In assessing means for social assistance purposes, account is taken of any cash income the person may have, together with the value of capital and property. Capital may include the following: stocks and shares of every description, which are assessed according to their current market value, savings certificates-bonds, national instalment savings, which are assessed according to their current market value, and money invested in a bank, building society and so on. Amounts held in SSIAs are treated in the same manner as the other capital I have just outlined, subject to the examination.
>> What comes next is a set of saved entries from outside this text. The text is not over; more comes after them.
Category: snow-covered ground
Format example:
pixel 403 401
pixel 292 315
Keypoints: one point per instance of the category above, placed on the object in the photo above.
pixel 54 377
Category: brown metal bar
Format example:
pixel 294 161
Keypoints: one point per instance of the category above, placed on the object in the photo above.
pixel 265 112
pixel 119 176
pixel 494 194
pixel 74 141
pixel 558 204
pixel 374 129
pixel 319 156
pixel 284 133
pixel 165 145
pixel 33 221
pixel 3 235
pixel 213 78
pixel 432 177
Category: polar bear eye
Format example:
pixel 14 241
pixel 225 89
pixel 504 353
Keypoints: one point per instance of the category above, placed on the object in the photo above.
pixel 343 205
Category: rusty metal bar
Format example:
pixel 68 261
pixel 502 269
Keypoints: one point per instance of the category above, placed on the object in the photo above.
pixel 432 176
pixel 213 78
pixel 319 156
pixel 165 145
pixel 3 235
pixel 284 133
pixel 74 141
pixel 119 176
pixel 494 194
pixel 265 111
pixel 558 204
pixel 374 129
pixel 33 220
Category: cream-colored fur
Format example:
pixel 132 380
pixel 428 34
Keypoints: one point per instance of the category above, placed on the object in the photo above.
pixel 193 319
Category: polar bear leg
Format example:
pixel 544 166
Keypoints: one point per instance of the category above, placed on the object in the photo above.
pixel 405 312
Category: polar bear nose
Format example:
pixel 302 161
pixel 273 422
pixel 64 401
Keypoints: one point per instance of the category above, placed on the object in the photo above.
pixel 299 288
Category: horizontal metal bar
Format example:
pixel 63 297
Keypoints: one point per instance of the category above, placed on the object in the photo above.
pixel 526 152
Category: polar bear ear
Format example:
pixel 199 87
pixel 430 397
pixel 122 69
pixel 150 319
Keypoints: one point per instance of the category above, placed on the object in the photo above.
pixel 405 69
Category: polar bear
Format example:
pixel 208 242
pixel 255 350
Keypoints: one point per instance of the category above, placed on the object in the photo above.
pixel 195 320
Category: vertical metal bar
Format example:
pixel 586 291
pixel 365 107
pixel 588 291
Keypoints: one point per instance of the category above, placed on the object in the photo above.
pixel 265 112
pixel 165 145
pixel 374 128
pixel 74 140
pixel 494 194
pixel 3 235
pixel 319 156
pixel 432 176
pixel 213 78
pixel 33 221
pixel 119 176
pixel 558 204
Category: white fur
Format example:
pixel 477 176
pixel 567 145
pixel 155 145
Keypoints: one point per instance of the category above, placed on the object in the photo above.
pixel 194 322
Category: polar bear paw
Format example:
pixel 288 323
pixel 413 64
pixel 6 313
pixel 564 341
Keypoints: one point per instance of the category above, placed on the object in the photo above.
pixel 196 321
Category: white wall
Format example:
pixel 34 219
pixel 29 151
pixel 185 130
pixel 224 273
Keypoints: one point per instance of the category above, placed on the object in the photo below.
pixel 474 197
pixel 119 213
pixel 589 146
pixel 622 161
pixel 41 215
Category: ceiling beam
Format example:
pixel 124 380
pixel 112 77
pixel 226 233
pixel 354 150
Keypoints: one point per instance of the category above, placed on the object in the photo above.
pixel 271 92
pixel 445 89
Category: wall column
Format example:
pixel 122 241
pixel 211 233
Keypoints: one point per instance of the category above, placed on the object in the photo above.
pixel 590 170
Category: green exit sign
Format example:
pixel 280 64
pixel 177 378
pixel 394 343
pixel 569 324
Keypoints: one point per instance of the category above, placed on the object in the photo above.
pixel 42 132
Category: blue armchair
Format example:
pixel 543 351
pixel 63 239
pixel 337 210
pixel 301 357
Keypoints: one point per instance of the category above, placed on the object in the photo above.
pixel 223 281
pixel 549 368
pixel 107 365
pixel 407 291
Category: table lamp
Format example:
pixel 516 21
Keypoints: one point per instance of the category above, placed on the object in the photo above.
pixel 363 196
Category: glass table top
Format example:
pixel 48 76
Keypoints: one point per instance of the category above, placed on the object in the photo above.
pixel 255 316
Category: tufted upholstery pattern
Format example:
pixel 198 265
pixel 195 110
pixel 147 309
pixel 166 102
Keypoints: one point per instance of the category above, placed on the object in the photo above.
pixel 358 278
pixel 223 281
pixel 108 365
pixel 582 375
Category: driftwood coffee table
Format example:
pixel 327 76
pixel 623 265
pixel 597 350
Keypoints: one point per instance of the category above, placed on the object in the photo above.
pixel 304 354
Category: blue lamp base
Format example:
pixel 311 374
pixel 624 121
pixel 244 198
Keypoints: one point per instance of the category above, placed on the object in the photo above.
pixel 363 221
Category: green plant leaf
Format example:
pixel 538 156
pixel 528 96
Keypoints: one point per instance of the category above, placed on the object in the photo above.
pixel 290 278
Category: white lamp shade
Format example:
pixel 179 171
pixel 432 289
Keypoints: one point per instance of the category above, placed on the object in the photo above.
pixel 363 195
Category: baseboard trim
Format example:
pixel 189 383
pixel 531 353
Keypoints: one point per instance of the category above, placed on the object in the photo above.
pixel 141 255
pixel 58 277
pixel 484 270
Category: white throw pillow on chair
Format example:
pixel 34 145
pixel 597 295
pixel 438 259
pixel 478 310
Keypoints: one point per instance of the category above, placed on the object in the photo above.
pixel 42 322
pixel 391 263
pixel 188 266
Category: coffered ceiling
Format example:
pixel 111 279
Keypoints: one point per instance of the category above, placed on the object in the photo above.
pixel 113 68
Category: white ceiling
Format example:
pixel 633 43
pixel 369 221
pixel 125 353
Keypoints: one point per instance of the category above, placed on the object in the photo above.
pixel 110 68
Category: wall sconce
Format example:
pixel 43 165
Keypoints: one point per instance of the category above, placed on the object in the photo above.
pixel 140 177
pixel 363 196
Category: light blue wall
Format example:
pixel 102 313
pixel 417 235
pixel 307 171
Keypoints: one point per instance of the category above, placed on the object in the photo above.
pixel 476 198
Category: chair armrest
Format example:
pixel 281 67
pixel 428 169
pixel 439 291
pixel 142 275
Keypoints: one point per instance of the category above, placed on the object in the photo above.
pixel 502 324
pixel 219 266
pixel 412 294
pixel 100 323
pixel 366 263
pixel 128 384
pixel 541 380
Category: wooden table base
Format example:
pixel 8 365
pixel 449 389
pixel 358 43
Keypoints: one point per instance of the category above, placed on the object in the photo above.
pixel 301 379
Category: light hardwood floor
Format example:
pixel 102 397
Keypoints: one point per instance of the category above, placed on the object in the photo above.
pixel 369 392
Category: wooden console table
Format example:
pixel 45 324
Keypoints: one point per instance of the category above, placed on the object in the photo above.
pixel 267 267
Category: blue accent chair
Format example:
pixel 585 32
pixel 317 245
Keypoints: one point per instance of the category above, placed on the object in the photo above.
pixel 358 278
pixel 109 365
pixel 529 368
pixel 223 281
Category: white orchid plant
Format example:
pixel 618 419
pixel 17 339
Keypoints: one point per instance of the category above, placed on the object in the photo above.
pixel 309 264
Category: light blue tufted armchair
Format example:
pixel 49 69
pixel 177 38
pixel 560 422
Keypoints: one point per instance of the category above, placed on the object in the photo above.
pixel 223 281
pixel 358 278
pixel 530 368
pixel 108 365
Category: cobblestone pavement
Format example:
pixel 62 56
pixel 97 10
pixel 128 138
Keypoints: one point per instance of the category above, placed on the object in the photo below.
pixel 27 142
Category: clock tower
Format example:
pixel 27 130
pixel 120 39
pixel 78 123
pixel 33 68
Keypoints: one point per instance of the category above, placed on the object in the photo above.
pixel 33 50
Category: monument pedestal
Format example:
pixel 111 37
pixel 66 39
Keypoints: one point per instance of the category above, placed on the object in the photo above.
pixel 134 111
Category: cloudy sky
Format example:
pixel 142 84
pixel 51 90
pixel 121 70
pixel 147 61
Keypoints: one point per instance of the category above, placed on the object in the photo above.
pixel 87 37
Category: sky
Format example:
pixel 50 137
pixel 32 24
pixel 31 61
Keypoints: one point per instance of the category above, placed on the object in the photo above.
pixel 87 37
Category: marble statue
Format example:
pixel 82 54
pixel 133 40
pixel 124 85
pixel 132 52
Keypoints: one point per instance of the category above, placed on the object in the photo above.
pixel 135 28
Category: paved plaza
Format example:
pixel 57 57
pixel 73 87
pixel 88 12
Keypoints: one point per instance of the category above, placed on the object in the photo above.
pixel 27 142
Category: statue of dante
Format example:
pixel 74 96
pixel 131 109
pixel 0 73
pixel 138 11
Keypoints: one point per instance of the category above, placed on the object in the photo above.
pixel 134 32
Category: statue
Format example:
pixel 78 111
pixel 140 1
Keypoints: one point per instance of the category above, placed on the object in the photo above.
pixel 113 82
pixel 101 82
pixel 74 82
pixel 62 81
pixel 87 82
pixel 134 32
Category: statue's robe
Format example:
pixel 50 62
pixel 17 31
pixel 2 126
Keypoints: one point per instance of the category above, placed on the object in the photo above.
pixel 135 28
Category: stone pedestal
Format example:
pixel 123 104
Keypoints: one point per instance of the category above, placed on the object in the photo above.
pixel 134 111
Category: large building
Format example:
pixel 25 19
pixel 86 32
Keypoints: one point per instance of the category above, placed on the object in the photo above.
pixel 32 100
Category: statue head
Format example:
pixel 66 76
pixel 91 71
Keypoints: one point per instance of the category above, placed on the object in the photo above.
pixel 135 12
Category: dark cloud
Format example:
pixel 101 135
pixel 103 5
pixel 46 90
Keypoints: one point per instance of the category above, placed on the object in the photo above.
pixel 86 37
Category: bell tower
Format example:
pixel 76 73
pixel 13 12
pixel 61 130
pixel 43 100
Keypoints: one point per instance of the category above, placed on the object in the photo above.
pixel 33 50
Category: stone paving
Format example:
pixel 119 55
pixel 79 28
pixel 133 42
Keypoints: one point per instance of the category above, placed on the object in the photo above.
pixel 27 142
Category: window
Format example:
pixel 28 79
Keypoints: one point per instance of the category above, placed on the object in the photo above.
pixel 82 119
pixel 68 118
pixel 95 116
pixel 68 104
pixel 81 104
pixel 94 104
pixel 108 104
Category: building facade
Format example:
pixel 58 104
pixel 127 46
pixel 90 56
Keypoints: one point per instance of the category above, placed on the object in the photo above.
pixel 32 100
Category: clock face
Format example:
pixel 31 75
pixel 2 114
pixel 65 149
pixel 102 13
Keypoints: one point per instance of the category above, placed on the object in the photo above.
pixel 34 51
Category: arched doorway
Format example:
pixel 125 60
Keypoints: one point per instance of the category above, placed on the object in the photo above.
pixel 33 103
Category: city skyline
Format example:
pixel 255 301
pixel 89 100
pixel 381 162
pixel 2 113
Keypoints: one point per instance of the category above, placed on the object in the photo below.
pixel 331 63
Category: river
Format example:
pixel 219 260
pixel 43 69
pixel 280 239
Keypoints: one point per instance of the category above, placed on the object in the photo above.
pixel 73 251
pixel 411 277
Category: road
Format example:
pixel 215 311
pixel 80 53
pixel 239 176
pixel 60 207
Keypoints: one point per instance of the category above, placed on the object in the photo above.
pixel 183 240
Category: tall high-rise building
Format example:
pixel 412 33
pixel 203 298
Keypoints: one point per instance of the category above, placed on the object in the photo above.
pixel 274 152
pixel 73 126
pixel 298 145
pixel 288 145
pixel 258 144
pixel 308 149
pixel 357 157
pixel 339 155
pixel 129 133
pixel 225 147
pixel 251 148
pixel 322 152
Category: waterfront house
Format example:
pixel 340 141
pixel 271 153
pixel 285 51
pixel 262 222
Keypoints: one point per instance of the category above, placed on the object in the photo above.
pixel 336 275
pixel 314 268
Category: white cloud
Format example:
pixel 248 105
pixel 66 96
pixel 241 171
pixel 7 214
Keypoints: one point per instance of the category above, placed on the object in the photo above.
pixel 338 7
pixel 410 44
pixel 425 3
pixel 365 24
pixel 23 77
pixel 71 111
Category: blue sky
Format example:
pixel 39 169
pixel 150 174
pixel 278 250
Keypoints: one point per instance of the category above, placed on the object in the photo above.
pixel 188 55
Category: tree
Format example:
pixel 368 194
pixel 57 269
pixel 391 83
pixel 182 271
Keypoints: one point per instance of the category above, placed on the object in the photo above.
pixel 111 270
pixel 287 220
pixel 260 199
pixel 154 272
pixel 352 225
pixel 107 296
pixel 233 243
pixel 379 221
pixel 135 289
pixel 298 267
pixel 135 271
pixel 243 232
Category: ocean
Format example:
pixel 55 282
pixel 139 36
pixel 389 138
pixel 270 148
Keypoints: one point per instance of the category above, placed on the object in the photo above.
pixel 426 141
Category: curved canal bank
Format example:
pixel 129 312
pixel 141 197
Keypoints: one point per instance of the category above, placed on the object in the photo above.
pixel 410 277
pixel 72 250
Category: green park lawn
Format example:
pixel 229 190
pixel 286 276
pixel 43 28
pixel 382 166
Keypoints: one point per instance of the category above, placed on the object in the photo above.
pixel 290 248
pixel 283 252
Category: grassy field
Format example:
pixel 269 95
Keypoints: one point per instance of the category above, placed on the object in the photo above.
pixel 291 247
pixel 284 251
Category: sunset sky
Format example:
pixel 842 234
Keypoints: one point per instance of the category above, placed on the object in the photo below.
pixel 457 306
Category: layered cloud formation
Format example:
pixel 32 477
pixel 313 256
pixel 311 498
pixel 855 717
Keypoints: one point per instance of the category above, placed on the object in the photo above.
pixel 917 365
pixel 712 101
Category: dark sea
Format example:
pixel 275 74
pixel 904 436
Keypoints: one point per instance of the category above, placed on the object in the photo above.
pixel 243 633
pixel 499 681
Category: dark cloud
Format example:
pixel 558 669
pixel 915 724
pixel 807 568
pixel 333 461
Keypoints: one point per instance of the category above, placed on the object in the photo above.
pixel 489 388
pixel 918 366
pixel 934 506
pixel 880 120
It is important to note that in assessing the value of capital, significant disregards are applied. The first €12,697.38 of capital is disregarded and the assessment is on a sliding scale for amounts above this sum. In the case of the old age pension, for example, a single pensioner with capital of up to €20,315.80 qualifies for a full pension while a single pensioner with capital of up to €68,565.84 qualifies for a minimum pension. These amounts are doubled in the case of married pensioners.
The current system continues the policy of ensuring that those with modest amounts of capital receive the greater share of available support, whereas the small proportion of people with large amounts of capital are assumed to be in a position to avail of it to contribute, at least partially, towards meeting their needs.
As already stated, I will consider in the near future the position of moneys held in SSIA accounts. I will bring the outcome of that examination to the Government as soon as possible.